# how to deal with temperature variations?



## Mr. Friendly (Aug 29, 2014)

I've started up an Spec V at work with a Hydor 50w heater...however, I'm having a 4 - 5 degree temperature variance from when the lights go on in the morning to when we close.

we have terrible air in our office...AC doesn't work in the summer and heating doesn't work in the winter. I suspect the heater will cure the winter ills, but I'm not sure what to do about the temp shift when it's not even summer or hot yet.

it often can get upwards of 30 - 35C in the office, thanks to our floor to ceiling south facing windows. 

I'm afraid a 5 degree shift twice a day...going up and then back down will stress out and kill anything I put in. 

what are my options to deal with this? 

I've read about chillers...but I'm not sure I want to spend hundreds on one for an $80 tank with a $10 fish...


----------



## Dou (Dec 4, 2015)

Get a fan and blow it across the top of the water - works like magic for me on my shrimp tanks! 

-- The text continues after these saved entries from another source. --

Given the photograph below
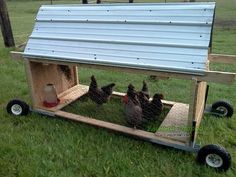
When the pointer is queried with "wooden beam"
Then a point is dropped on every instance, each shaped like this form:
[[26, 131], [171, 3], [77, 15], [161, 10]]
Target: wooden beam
[[218, 58], [6, 25], [209, 76], [122, 129]]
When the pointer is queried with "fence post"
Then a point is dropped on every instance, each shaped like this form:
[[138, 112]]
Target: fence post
[[6, 25]]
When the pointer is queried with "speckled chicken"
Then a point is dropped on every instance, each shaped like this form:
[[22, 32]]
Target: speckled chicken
[[99, 95], [133, 110]]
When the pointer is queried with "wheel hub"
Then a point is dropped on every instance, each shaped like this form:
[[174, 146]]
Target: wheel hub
[[16, 109], [214, 160]]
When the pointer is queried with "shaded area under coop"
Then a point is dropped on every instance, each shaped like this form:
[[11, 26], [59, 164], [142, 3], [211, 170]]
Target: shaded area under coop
[[173, 126]]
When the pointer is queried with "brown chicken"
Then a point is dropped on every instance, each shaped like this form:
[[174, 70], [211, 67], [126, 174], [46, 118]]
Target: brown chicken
[[153, 109], [133, 110], [99, 95]]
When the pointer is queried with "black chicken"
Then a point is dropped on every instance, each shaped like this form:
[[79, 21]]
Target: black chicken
[[154, 108], [145, 90], [99, 95], [133, 110], [143, 95]]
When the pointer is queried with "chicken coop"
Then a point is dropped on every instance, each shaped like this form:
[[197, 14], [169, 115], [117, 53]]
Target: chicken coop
[[166, 40]]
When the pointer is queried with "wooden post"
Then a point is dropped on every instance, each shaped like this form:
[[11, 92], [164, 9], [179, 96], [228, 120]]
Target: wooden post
[[6, 25]]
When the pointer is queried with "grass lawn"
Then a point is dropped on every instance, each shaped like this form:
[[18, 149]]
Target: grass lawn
[[42, 146]]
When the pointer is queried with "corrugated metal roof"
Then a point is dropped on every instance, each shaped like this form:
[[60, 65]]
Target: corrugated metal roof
[[159, 36]]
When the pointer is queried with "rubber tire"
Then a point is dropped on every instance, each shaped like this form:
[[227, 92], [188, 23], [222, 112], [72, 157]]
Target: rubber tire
[[215, 149], [225, 104], [24, 106]]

Sent from my iPhone using Tapatalk


----------



## Mick2016 (Jun 16, 2016)

Another option is to fill a few soda or water bottles with water and freeze. Then float one on the water's surface, as needed. Not perfect, but will help to safely maintain temperature within one or two degrees - depending upon the fish breed(s), that is. Alternatively, 2-4 of bottles could be wrapped in a thin cloth (e.g. dish towel) and placed on opposite sides against the outside surface of the tank to help lower the water's temperature. Without direct contact with the water, however, this is not quite as effective as the floating method. (i.e. Basically, it cools the air around the tank and then, by extension, the water. This could be of some benefit since you are dealing with a smaller 5g tank.)

P.S. Of course, I am presuming, that at no time does the tank sit in direct sunlight.


----------